Special care shall be used when handling artwork. Oils that are naturally present on the hands will damage the art. If the work is not framed, cotton gloves should be worn when handling the piece.
If framed, this art should be hung using the provided hangers. If you have the image framed elsewhere, the framer will provide advice on proper hanging.
Color photographs are prone to damage from exposure to high and/or fluctuating temperature and relative humidity levels. High temperature and humidity levels combined with pollution and contaminants can cause fading of photographic images.

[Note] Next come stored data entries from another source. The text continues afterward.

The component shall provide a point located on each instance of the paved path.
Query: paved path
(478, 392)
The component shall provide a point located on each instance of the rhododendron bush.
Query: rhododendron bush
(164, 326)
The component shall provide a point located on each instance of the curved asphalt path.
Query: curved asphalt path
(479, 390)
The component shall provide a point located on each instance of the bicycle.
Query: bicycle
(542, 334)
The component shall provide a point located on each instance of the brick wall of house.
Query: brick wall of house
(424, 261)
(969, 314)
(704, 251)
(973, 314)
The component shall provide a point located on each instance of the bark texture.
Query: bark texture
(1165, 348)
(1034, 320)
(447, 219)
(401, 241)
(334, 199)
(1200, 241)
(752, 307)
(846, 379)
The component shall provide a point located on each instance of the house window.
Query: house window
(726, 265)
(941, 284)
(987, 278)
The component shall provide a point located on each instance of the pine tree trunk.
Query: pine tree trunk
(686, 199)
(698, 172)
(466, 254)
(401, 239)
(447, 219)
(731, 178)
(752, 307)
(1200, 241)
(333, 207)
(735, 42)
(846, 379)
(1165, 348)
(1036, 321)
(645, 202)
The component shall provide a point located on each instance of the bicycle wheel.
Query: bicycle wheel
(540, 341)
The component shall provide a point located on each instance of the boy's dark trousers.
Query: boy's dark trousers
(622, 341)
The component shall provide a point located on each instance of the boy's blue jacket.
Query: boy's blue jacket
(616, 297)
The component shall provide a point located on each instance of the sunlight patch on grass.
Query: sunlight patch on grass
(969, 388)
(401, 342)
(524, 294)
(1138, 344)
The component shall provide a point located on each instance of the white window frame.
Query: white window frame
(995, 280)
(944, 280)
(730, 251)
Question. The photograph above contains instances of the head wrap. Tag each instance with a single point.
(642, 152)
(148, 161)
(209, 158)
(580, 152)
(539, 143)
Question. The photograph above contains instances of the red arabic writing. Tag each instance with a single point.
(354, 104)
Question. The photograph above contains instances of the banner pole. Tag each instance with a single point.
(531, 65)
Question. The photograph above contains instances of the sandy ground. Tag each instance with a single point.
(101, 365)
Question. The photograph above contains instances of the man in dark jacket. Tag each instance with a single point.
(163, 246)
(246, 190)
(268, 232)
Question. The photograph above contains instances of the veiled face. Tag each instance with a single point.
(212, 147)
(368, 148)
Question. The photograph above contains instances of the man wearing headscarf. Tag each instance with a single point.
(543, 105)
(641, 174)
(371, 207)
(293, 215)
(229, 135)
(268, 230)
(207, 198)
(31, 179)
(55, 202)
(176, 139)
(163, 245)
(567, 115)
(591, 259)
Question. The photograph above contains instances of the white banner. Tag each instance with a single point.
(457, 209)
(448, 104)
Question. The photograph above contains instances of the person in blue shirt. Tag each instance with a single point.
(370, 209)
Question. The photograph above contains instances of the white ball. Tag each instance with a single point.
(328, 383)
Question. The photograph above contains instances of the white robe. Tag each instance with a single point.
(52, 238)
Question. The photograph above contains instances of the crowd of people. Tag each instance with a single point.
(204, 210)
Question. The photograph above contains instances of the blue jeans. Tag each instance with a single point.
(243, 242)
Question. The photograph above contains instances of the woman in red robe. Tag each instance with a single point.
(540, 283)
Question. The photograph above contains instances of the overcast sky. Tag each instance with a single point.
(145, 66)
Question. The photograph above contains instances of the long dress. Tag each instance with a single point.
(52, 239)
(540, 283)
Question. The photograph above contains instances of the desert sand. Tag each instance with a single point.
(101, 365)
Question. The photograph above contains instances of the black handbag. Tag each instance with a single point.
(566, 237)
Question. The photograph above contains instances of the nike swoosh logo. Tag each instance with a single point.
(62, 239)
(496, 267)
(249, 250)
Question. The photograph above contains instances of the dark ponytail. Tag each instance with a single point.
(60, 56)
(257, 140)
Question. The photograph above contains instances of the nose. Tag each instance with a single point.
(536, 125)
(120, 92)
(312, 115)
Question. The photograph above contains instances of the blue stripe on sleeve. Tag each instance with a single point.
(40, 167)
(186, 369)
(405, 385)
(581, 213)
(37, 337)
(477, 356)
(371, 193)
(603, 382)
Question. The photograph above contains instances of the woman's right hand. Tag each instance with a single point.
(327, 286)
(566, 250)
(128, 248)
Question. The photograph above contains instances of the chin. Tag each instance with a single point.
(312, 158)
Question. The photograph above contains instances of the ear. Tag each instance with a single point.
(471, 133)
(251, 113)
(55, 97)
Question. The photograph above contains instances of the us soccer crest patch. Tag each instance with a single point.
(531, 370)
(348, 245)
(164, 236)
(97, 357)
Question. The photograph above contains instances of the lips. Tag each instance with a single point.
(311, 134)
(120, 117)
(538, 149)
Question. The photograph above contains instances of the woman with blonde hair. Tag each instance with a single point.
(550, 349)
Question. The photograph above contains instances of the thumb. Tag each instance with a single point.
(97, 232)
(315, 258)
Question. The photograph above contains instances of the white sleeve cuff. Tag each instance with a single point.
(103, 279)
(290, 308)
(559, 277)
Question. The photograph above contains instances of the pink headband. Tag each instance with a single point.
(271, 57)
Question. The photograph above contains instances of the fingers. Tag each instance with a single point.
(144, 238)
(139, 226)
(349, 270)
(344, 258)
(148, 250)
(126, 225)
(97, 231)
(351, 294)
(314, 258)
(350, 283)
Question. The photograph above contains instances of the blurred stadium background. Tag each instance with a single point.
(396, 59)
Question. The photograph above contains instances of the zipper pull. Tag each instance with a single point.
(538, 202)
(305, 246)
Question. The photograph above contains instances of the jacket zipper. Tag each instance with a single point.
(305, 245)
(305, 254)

Photographs are prone to light damage in the form of fading. Color photographs should be displayed under low light levels (approximately 50 lux). Ultraviolet, which is the most damaging form of light, should be eliminated by using ultraviolet filters on lights designed for displaying art. Low wattage halogen lighting is a good solution for lighting art.
On the canvas or acrylic image itself, surface dust should be removed using an extremely soft brush or microfiber cloth. More extensive cleaning and repair should be left to a professional conservator since photographs are easily damaged by moisture and solvents.
For cleaning the glass of your framed photographs, spray a small amount of non-ammonia glass cleaner on a microfiber cloth and wipe in a circular motion. Then with a dry section of cloth, wipe the glass surface dry to avoid water marks. If a microfiber cloth is not available, use a clean, lint-free cotton cloth. Do not spray cleaner directly onto glass. Excess glass cleaner can seep into the frame and damage the artwork.